Il Presidente Fava:” Non capiamo la ragione per cui il virus si debba fermare a Piazza Muzii e non mettere in pericolo il lungomare”

“Non c’è alcuna correlazione fra l’esigenza di garantire il distanziamento anti contagio e la restrizione degli orari dei pubblici esercizi nelle sole zone del centro cittadino e del centro storico. Non capiamo la ragione per cui il virus si debba fermare a piazza Muzii e non mettere in pericolo il lungomare”.
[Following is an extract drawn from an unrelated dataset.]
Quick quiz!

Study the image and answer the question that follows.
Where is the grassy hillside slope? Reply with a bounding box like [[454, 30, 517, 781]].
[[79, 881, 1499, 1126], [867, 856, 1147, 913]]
Lo afferma Raffaele Fava, presidente provinciale di Confesercenti, in riferimento all’ordinanza a zona emessa dal sindaco Carlo Masci. “Il provvedimento del sindaco, anche se ipoteticamente ispirato da giusti principi di contenimento del virus, si scontra con il buonsenso perché continua a puntare il dito contro i locali ritenuti ingiustamente scomodi, ovvero la zona di via Battisti e del centro storico, mentre lascia correre tutto sul lungomare, proprio nel periodo in cui quello è il luogo più frequentato. Crediamo che il sindaco Carlo Masci sia mal consigliato: se vuole contenere il virus, imponga gli stessi orari anche agli stabilimenti balneari, anche se sono suoi amici.

“Altrimenti” chiede Fava, “se è in buona fede, ammetta che si tratta di una scusa per chiudere ulteriormente la cosiddetta movida e fare un ulteriore favore al comitato che non aspetta altro che stappare lo spumante alla chiusura delle nostre attività”.